As I stated earlier, Herzog is an accomplished visual stylist in his own right, and his multiple pulls from Murnau don't really diminish this fact, even if they do put some strain on the film. There are several visually arresting shots through Phantom der Nacht that envelop the audience in another time and place. Many of these occur during Jonathan Harker's ascent up the mountain to Castle Dracula, as he passes by babbling streams, impossibly deep gullies, and rolling green hills - all bursting with the colors that consummate outdoorsman Herzog would know well. Then, as Harker nears the castle, strange dark clouds roll in, blotting out the sun and finally causing the very frame to fade to black. In the next shot, which features Harker walking down a path in near-total darkness, something has definitely changed. While the film previous to this point had relied on naturalistic lighting schemes, now Harker is lit from behind by some unknown non-diegetic source, clearly indicating that Phantom der Nacht has traversed out of the world of the rational.

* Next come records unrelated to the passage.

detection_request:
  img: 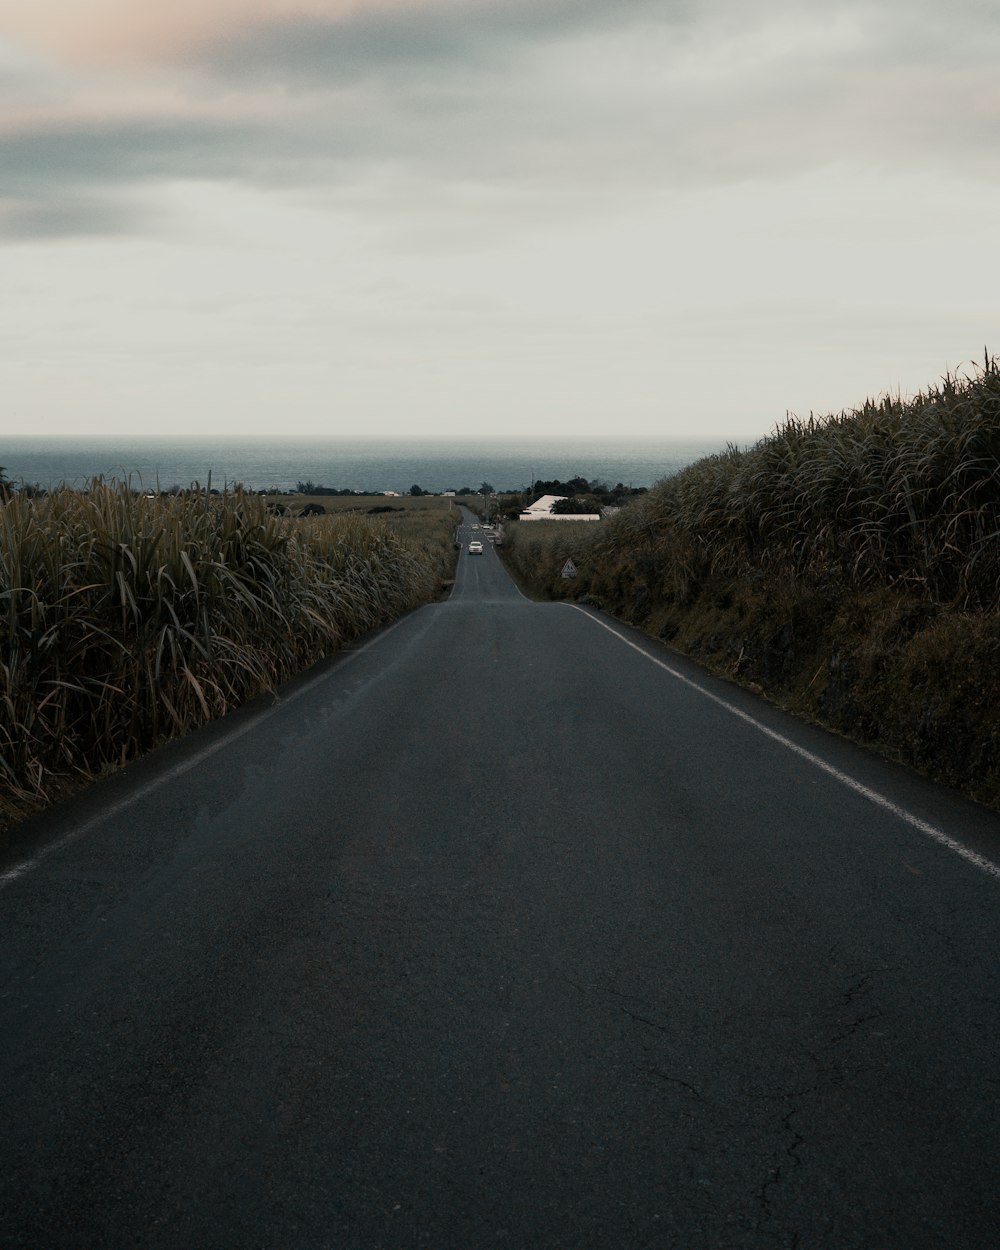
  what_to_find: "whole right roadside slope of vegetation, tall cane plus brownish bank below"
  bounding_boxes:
[503,358,1000,806]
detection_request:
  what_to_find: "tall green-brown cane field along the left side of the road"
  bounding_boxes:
[0,481,454,818]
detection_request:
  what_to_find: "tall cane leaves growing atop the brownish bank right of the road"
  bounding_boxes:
[585,358,1000,611]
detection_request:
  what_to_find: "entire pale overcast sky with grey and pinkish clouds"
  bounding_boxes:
[0,0,1000,439]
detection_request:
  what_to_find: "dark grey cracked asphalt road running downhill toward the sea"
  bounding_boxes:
[0,512,1000,1250]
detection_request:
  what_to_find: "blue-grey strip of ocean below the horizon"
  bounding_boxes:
[0,435,740,494]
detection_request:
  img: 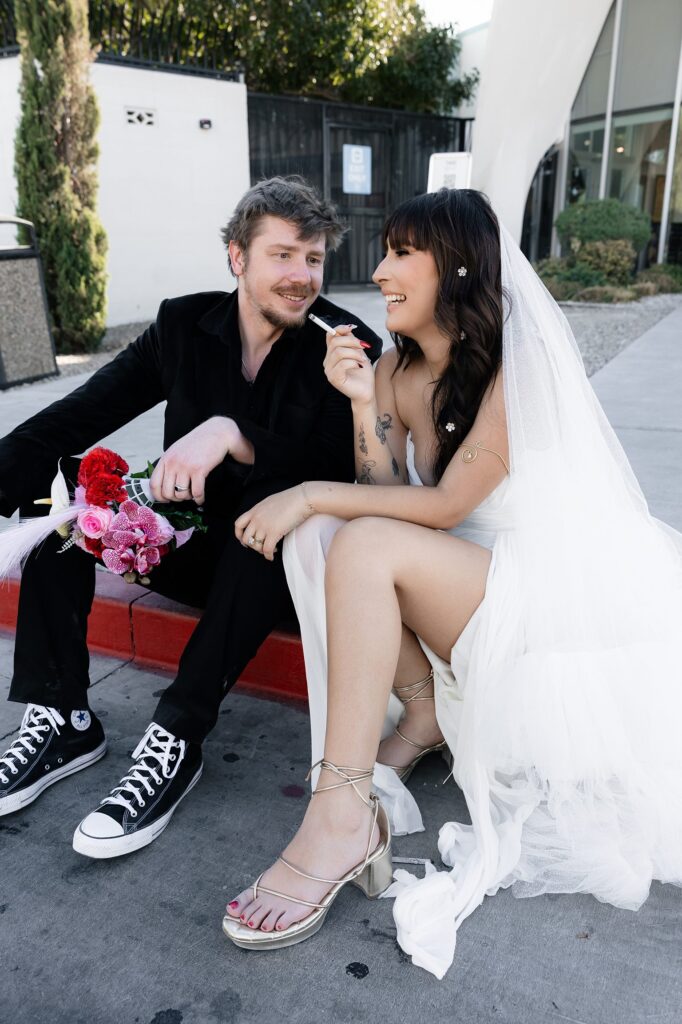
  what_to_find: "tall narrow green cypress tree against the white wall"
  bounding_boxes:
[14,0,106,352]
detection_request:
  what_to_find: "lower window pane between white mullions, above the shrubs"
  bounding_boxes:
[607,110,673,263]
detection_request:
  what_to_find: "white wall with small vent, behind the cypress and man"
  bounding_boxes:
[0,58,250,326]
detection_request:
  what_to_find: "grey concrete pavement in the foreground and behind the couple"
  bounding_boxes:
[0,297,682,1024]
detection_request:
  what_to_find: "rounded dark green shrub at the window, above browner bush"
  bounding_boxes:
[555,199,651,254]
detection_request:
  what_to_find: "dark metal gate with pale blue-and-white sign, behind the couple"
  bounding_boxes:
[249,92,471,285]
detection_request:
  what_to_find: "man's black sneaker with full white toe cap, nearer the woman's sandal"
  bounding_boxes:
[74,722,203,857]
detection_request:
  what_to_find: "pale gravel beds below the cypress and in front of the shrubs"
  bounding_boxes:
[31,295,682,385]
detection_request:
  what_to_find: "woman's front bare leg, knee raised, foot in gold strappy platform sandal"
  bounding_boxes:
[227,518,491,931]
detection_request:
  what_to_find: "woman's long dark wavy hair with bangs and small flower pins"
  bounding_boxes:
[383,188,504,480]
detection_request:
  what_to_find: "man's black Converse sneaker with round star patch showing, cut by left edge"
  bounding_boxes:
[0,705,106,816]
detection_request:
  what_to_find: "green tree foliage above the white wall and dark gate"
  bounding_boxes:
[91,0,478,113]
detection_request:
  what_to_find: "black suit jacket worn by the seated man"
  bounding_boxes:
[0,291,381,516]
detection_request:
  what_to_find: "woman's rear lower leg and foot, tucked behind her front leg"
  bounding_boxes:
[377,623,442,768]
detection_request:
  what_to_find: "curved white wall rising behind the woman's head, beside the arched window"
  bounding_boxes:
[472,0,611,240]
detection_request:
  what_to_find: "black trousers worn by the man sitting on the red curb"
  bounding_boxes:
[9,460,294,743]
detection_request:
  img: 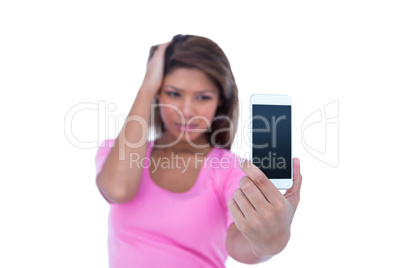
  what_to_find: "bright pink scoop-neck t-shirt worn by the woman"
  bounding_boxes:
[96,140,245,268]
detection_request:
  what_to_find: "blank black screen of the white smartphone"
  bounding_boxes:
[252,104,292,179]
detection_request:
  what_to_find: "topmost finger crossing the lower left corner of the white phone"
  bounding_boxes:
[242,160,283,204]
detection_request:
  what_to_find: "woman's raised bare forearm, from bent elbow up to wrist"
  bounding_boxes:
[96,87,154,203]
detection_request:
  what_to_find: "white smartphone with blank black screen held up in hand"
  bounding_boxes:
[250,94,293,189]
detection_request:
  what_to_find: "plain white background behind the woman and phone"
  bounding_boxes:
[0,0,402,267]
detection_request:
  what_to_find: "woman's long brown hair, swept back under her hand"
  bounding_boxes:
[149,34,239,150]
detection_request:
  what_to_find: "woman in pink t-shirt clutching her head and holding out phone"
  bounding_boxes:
[96,35,301,268]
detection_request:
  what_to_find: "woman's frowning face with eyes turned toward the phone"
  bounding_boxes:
[159,68,219,146]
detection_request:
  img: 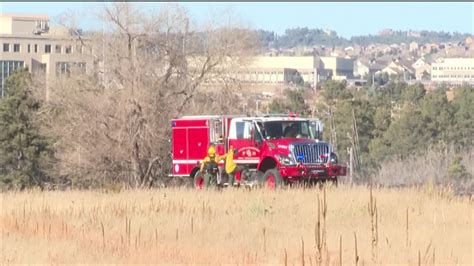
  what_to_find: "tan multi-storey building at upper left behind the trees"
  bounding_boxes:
[0,14,93,98]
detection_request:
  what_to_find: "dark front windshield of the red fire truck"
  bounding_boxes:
[257,121,314,139]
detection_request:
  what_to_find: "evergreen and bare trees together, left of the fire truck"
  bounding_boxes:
[0,3,256,188]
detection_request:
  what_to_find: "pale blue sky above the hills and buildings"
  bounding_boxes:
[0,3,474,37]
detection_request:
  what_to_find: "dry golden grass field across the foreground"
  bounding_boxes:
[0,185,474,265]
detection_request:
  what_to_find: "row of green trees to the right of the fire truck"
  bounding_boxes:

Unfortunately, these breathtaking scenes are not complimented by Herzog’s pacing decisions. Phantom der Nacht moves very slowly. Very. Very. Slowly. There's a number of reasons for this -- shots linger for many seconds longer than absolutely necessary, actors take speaking sabbaticals between sentences, and excessive time is spent establishing locations. None of these peculiarities would be a problem if Herzog had undertaken a remake of, say, Murnau's The Last Laugh or Sunrise. However, this is meant to be Nosferatu and Herzog's editing choices defuse tension and drain much of the horror from the story, leaving only a sense of disquiet behind.
F.W. Murnau produced a masterpiece in 1922. Fifty-seven years later, Werner Herzog tried for the same. The result is neither masterpiece nor folly but the kind of near-miss only a genius could create. Herzog's remake is rich with subtext and beautiful in its own way, though waylaid by some unfortunate directorial choices. As fascinating for its flaws as it is for its successes, Nosferatu: Phantom der Nacht is still worthy and deserving of the effort to explore its nuances.
This review is part of German Horror Week, the third of five celebrations of international horror done for our Shocktober 2008 event.
1 In the interest of full disclosure, there is one reference made to Bela Lugosi's "children of the night" line from the 1931 Dracula. However, on the DVD commentary for Phantom der Nacht, Herzog claims that he hasn't seen that version. Either he's misremembering or he pulled that bit from popular culture. In any case, it's the exception rather than the rule.
2 "Werner Herzog Talks About the Making of His New Films: 'Nosferatu the Vampyre.'" Nosferatu: Phantom der Nacht. DVD. 1979. Anchor Bay Entertainment, 2004.
3 Herzog, Werner and Norman Hill. Audio Commentary. Nosferatu: Phantom der Nacht. DVD. Anchor Bay Entertainment, 2004.